In ogni caso, se anche il tumore non fosse ancora rilevabile all'atto dell'ispezione rettale, perche' posizionato lontano dall'ano, in ogni caso la sintomatologia della Ra. (reiterati dolori addominali; paziente colitica), l'eta' a rischio, l'anamnesi familiare (tumori al colon patiti da piu' familiari), avrebbero dovuto indurre la dott. Ma. a svolgere accertamenti diagnostici piu' approfonditi, invece di consigliare come terapia un piu' attento regime alimentare.

Ne ha dedotto la Corte di merito che, a fronte della possibilita' di diagnosticare la malattia fin dal ***, la condotta omissiva della Ma. , peraltro protratta nel tempo tanto da accompagnare la prescrizione del clisma opaco del ***, con la diagnosi di "tenesmo rettale, alterazione dell'alvero" senza alcun sospetto oncologico, costituiva una grave negligenza medica, idonea a configurare l'elemento soggettivo del delitto contestato.

Anche su tale punto, pertanto, bisogna ribadire che le censure mosse dalla difesa alla sentenza, esprimono solo un dissenso rispetto alla ricostruzione del fatto (operata in modo conforme dal giudice di primo e secondo grado) ed invitano ad una rilettura nel merito della vicenda, non consentita nel giudizio di legittimita', a fronte di una motivazione della sentenza impugnata che regge al sindacato di legittimita', non apprezzandosi nelle argomentazioni proposte quei profili di macroscopica illogicita', che soli, potrebbero qui avere rilievo.

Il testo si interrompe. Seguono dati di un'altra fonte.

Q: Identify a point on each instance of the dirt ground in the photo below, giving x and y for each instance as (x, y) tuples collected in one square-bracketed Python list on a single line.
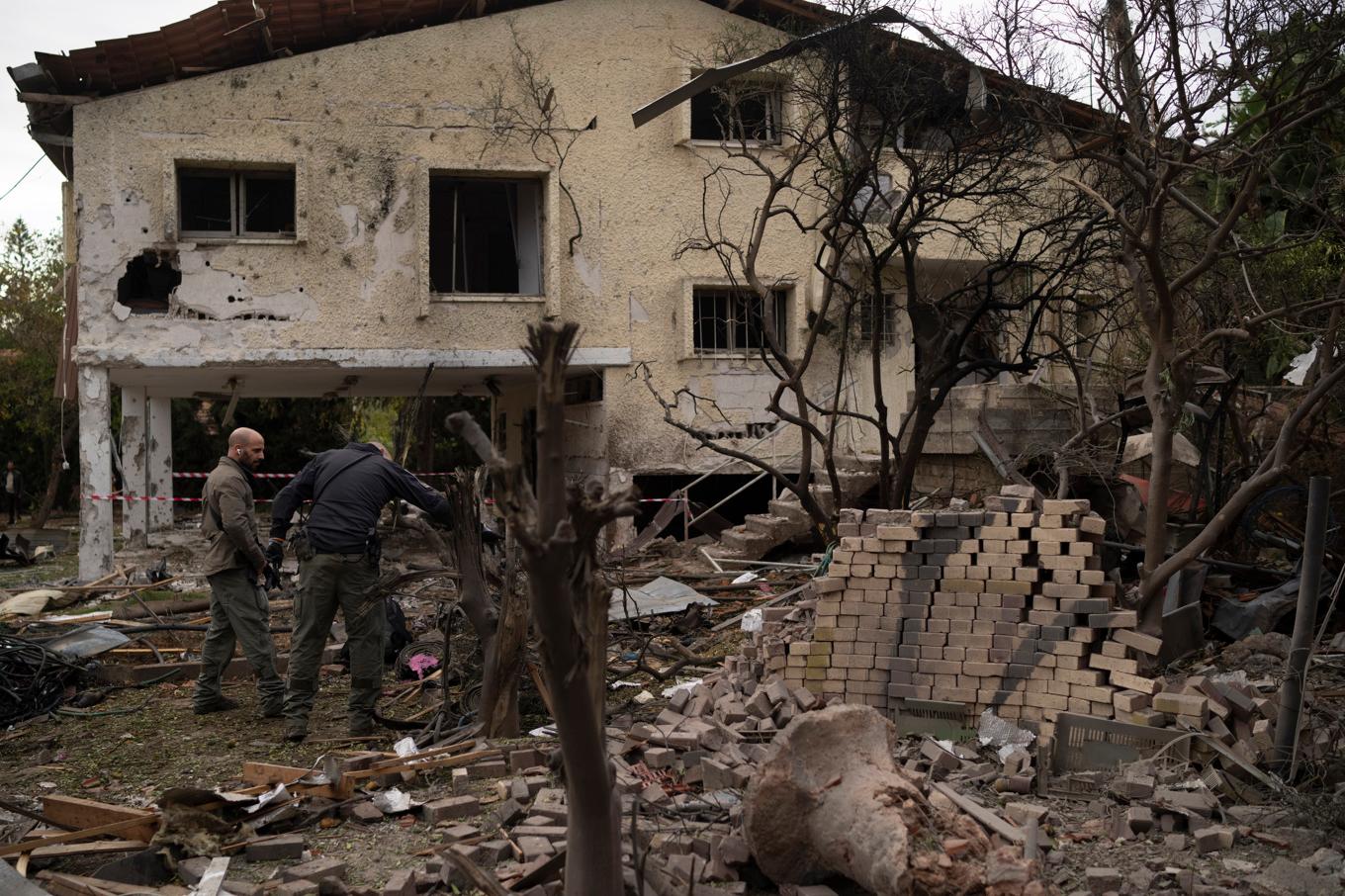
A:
[(141, 742)]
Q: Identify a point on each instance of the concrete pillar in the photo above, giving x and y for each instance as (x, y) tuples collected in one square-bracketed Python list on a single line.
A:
[(94, 473), (160, 463), (134, 467)]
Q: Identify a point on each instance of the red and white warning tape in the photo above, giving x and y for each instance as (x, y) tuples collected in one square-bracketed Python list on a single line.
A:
[(266, 500), (205, 475)]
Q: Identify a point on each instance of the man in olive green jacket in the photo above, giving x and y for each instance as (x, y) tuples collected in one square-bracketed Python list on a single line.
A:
[(234, 563)]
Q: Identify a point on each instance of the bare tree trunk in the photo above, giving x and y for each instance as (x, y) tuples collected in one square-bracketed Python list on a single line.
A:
[(926, 410), (500, 631), (1277, 463), (58, 454), (559, 534)]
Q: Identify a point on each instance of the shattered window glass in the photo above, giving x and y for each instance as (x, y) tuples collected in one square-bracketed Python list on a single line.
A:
[(268, 202), (727, 320), (206, 202)]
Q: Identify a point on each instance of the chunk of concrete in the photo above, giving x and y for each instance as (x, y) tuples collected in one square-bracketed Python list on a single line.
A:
[(1213, 839), (829, 799)]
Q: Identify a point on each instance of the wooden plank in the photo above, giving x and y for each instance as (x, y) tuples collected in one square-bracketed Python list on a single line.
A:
[(78, 813), (271, 773), (989, 820), (73, 837), (428, 754), (445, 762), (54, 98), (89, 850), (54, 878)]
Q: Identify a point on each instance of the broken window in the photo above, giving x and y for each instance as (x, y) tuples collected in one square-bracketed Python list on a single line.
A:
[(148, 283), (582, 391), (235, 202), (486, 235), (880, 315), (877, 206), (729, 320), (744, 109)]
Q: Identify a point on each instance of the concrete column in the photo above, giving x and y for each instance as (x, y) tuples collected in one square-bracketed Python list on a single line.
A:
[(94, 473), (160, 463), (134, 465)]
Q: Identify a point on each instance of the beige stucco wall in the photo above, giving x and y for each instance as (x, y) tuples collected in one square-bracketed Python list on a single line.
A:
[(365, 126)]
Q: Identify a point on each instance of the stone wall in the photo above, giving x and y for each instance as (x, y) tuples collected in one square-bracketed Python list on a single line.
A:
[(1002, 608)]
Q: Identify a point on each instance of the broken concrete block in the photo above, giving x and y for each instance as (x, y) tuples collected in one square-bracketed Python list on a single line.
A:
[(287, 848), (1139, 820), (493, 851), (1191, 705), (521, 759), (1134, 786), (401, 883), (449, 809), (298, 888), (1023, 813), (507, 813), (191, 869), (1285, 877), (535, 848), (493, 768), (1102, 880), (316, 869), (1213, 839), (365, 813), (660, 758), (459, 832)]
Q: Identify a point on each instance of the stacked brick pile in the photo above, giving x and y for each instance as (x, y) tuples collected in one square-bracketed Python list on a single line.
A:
[(1002, 608)]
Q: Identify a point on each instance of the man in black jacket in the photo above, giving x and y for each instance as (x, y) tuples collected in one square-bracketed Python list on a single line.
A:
[(11, 489), (338, 567)]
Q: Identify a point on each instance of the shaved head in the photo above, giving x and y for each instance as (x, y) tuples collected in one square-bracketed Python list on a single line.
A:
[(242, 436), (246, 447)]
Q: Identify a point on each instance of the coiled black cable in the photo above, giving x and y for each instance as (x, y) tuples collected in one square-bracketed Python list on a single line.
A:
[(33, 679)]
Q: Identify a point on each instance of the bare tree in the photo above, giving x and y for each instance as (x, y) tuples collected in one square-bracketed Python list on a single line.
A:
[(557, 527), (1207, 100), (923, 187)]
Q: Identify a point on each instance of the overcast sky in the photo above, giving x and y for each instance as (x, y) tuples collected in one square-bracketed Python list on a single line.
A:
[(59, 26)]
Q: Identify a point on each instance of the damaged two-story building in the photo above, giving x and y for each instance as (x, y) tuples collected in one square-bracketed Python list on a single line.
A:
[(300, 198)]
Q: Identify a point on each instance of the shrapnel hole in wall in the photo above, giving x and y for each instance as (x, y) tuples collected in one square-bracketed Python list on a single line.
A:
[(148, 283)]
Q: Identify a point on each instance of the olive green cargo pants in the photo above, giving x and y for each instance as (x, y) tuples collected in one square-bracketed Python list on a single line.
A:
[(238, 614), (327, 582)]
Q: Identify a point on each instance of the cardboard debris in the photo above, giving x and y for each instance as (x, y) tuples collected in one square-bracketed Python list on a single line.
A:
[(656, 599)]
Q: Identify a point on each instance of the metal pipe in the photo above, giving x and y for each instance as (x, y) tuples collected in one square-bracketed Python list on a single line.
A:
[(1304, 620)]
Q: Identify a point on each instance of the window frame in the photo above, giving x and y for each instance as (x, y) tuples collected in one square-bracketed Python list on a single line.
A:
[(541, 195), (779, 111), (781, 317), (865, 317), (237, 175)]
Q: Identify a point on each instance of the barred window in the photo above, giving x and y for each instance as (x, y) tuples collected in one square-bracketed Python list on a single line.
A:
[(878, 314), (729, 320)]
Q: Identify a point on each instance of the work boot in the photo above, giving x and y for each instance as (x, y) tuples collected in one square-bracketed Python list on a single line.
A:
[(221, 705)]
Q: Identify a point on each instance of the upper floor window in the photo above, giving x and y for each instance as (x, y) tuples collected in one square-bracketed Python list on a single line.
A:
[(728, 320), (235, 202), (744, 109), (877, 314), (485, 235)]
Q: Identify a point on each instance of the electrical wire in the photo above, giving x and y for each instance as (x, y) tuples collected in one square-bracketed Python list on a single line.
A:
[(22, 179), (33, 679)]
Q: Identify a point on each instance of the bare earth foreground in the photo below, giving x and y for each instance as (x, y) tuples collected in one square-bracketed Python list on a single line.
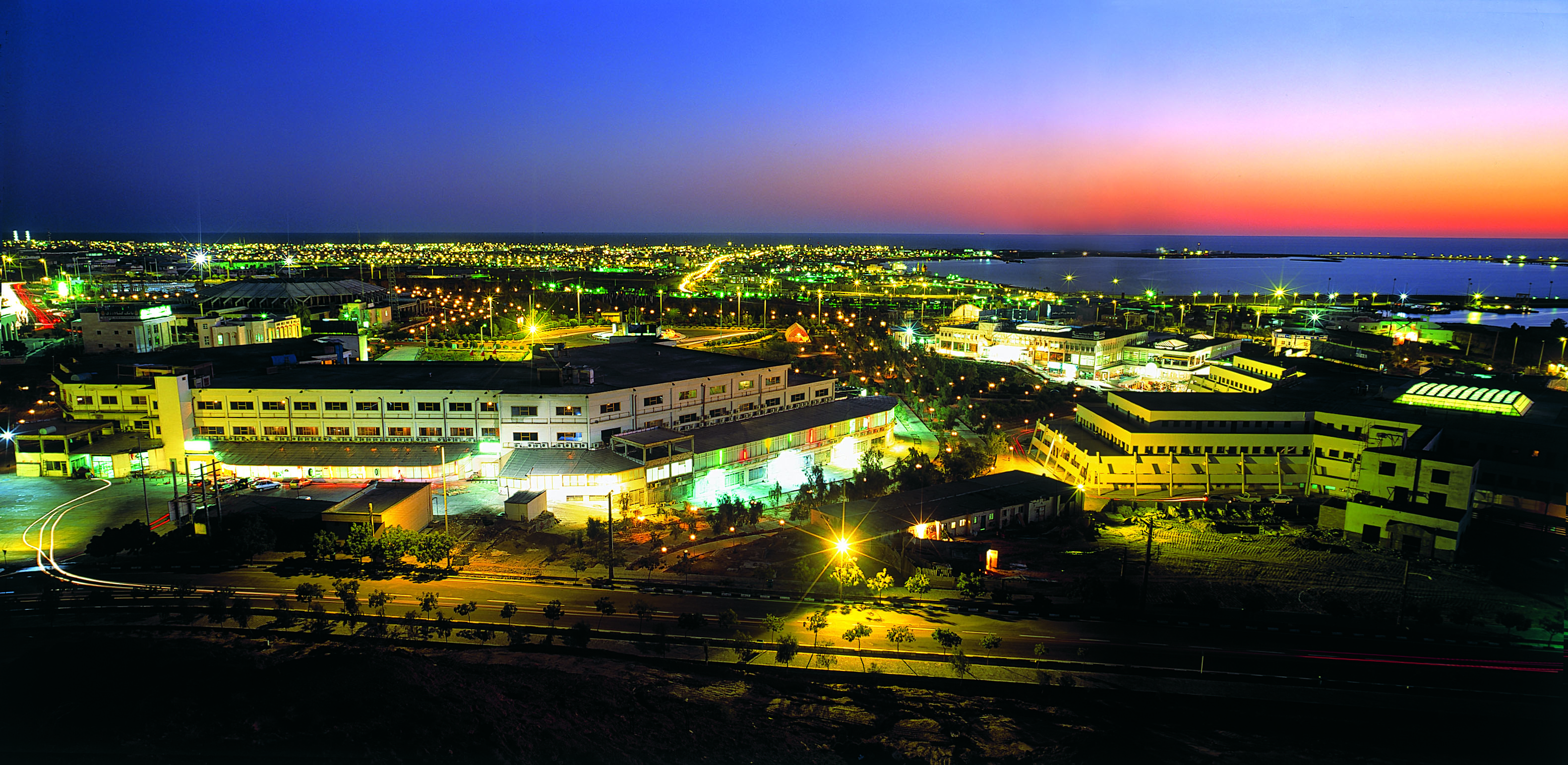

3.4. Infine, in ordine alla censura relativa alla violazione di legge, per non avere la Corte di merito, dopo avere convertito la liberta' vigilata in multa, revocato il beneficio della sospensione condizionale della pena, va ricordato che questa Corte di legittimita' ha statuito che "e' illegittima, in assenza di richiesta dell'imputato, la revoca di ufficio da parte del giudice di appello del beneficio della sospensione condizionale della pena, concesso dal primo giudice in sede di condanna a pena detentiva sostituita con la corrispondente pena pecuniaria sulla base dell'erroneo convincimento del "favor rei", in quanto tale statuizione viola il divieto di "reformatio in peius" (Cass. 3, 6313/2007, Pagano).

Pertanto anche tale motivo di censura e' infondato.

3.5. Nonostante la infondatezza del ricorso (non manifesta, soprattutto con riferimento alle doglianze di natura processuale), la sentenza deve essere annullata per sopravvenuta prescrizione del delitto, in assenza di utili periodi di sospensione. Invero tenuto conto della data del commesso reato (il ***), la sua prescrizione e' maturata il 24/l/2009, a cui vanno aggiunti mesi 5 e giorni 15 di sospensione (rinvio di udienze per astensione degli Avvocati dal 27/6/06 al 12/2/2006), che determinano il termine finale al 8/6/2009.

P.Q.M.

La Corte annulla la sentenza impugnata senza rinvio, perche' il reato e' estinto per prescrizione.